A sessão extraordinária da Assembleia Legislativa de Rondônia, realizada no dia 29, foi marcada por um debate contundente sobre violência contra a mulher, tema que tem ganhado repercussão nacional diante do aumento dos casos de agressões e feminicídios em todo o país. No centro das discussões esteve o nome do comandante da Polícia Militar de Rondônia, Cel. Régis Braguin, citado em denúncias antigas e recentes.
A pauta foi levantada pelo deputado Ismael Crispim, que demonstrou preocupação com um boletim de ocorrência registrado em 2013 por violência contra a mulher e com um registro mais recente relacionado à Lei Seca, no qual o comandante teria sido abordado conduzindo um veículo cautelado, pertencente ao patrimônio público, fora do exercício regular da função. O uso de veículo oficial para fins pessoais também foi questionado em plenário.
Para Ismael Crispim, a discussão ultrapassa a esfera individual e atinge diretamente a coerência do Estado no enfrentamento à violência contra a mulher. O deputado lembrou que, em situações anteriores, outros servidores públicos deixaram de assumir cargos por possuírem boletim de ocorrência em seu desfavor.
“Quando o assunto é violência contra a mulher, não pode existir relativização nem dois pesos e duas medidas.
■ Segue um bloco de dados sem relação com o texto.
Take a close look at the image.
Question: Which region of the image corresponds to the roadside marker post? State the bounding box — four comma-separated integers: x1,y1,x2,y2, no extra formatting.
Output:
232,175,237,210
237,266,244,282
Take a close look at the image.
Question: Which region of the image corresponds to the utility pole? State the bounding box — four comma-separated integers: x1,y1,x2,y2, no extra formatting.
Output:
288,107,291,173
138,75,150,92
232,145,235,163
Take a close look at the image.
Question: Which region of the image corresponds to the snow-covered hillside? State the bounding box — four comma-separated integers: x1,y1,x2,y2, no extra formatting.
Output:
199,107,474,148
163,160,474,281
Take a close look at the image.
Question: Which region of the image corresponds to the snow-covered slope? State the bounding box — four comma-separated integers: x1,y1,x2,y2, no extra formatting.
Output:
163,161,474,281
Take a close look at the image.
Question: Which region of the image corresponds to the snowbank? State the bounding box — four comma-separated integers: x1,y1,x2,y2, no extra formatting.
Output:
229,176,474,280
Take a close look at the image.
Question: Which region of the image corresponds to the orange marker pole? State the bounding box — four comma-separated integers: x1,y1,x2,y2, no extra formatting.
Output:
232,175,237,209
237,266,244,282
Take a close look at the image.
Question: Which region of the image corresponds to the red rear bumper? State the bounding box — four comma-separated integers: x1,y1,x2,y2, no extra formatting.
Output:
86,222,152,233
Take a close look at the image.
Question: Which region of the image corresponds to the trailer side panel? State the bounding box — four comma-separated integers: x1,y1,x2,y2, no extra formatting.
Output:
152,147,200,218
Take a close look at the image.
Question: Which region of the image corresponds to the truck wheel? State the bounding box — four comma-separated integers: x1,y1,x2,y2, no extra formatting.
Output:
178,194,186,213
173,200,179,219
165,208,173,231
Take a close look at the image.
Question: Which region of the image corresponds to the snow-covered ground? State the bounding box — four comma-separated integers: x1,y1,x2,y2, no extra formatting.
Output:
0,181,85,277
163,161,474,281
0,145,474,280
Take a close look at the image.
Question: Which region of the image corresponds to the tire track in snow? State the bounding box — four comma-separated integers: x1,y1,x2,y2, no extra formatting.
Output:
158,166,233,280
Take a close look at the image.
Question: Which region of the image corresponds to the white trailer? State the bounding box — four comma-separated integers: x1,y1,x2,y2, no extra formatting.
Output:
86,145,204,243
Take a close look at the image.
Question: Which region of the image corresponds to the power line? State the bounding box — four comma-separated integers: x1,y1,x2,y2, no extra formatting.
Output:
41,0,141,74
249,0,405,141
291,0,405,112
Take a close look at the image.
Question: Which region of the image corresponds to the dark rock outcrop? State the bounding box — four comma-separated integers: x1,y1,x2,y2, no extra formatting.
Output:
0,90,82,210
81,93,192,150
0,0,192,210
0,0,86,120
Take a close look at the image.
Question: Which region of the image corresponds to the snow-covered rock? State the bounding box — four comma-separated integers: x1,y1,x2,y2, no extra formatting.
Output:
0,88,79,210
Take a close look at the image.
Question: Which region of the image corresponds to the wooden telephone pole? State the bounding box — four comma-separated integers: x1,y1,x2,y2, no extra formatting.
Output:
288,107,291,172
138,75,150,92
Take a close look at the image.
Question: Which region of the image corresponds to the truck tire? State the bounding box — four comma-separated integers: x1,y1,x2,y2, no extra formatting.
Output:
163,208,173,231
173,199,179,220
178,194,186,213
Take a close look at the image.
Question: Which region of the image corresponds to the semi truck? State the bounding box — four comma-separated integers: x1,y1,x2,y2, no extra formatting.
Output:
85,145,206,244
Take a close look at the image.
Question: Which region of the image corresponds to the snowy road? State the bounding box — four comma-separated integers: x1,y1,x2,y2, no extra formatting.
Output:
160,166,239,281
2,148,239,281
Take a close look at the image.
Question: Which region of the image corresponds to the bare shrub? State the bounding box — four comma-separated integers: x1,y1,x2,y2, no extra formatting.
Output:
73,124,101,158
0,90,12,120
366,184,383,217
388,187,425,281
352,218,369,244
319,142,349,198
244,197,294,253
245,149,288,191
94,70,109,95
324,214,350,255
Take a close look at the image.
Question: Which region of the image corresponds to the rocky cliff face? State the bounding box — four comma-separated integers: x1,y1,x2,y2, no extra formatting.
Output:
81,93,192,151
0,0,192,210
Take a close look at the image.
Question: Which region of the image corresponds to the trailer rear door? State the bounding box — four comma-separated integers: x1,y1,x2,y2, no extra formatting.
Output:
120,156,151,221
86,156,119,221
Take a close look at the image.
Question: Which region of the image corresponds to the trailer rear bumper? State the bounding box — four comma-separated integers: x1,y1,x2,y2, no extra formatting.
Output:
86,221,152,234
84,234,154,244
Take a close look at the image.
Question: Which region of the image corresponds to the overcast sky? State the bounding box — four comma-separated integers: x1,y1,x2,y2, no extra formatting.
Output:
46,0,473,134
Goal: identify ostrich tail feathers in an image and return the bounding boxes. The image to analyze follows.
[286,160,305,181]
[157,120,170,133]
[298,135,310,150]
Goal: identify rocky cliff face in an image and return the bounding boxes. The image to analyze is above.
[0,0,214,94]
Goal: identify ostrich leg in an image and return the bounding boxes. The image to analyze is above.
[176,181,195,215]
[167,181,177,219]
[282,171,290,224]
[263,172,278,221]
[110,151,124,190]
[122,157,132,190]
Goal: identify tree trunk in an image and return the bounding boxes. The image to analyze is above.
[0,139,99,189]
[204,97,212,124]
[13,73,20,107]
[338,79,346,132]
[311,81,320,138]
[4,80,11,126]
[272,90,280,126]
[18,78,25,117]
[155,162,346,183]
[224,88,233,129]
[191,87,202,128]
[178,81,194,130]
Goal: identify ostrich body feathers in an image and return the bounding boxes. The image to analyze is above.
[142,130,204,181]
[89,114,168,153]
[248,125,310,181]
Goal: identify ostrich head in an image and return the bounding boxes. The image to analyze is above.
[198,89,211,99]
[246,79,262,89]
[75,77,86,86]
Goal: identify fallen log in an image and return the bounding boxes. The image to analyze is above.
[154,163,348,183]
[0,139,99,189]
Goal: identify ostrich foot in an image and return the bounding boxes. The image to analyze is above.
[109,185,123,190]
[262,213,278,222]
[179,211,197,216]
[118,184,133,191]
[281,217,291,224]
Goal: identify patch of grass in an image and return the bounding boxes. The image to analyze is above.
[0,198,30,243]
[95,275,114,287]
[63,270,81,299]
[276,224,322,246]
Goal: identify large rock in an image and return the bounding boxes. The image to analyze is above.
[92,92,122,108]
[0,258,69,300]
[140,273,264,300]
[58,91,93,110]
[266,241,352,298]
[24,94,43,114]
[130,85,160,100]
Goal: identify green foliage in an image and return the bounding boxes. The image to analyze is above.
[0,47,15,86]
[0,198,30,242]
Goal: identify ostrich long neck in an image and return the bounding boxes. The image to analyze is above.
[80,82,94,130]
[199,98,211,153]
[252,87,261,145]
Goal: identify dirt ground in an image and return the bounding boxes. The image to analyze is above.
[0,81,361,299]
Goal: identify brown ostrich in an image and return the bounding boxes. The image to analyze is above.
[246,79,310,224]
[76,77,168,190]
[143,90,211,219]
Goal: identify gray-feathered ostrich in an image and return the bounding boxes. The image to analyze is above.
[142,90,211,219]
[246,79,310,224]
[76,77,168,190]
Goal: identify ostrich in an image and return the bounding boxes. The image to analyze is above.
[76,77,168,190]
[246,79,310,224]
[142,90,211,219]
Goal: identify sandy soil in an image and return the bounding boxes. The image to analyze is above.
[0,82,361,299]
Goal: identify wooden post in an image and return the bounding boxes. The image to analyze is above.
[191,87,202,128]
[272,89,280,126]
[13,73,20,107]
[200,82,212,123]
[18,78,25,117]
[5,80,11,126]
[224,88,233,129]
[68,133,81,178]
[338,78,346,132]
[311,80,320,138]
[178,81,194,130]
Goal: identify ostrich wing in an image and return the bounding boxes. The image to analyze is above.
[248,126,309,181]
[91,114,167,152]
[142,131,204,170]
Rondônia convive com números alarmantes de feminicídios, e a segurança pública precisa ser exemplo”, afirmou.
Falas firmes das deputadas colocam violência contra a mulher no centro do debate
O momento mais marcante da sessão veio com os pronunciamentos das deputadas Ieda Chaves e Taíssa Sousa, que reagiram de forma dura a qualquer tentativa de minimizar denúncias de agressão.
Ieda Chaves repudiou veementemente argumentos que tratam a violência como questão de intimidade do casal ou fruto de calor emocional. Segundo a parlamentar, é justamente no ambiente doméstico que ocorrem os casos mais graves de agressão e feminicídio em Rondônia.
“É inadmissível ouvir que isso é assunto da intimidade. É dentro de casa que muitas mulheres são agredidas e mortas no nosso estado. Violência contra a mulher é crime e precisa ser tratada com seriedade pelo Estado”, declarou.
A deputada Taíssa Sousa reforçou o posicionamento e afirmou que discursos que relativizam a violência são incompatíveis com o papel do Parlamento.
“Essa Casa de Leis existe para proteger vidas e garantir direitos. Não é aceitável normalizar ou minimizar a violência contra a mulher, ainda mais em um momento em que o Brasil inteiro discute o avanço dos feminicídios”, afirmou.
Defesas geram reação e ampliam tensão no plenário
Durante o debate, também houve parlamentares que saíram em defesa do comandante da PM. O deputado Eyder Brasil afirmou que o boletim de ocorrência por violência contra a mulher é de 2013 e que o caso teria sido arquivado.
Já o deputado Ribeiro do Simpol classificou o episódio como uma questão da vida íntima do comandante e disse que o assunto já estaria resolvido.
As falas provocaram reação imediata das deputadas, que reforçaram que violência contra a mulher não é assunto privado, mas sim um problema social e institucional que exige resposta firme do poder público.
Parlamentares cobram resposta dura e imediata do governador
Ao final da sessão, deputados destacaram que o debate não se resume a um nome específico, mas à postura do Estado diante da violência contra a mulher. O sentimento predominante no plenário foi de cobrança por uma resposta dura, clara e imediata do governador Marcos Rocha, que também é coronel da reserva.
Parlamentares afirmaram que a sociedade espera coerência, transparência e rigor, especialmente na condução da segurança pública, e que o enfrentamento à violência contra a mulher deve ser prioridade absoluta.
O debate expôs a divisão de posicionamentos na Assembleia e reforçou que, diante do cenário nacional de aumento das agressões e feminicídios, o tema exige ações firmes e imediatas do Executivo estadual.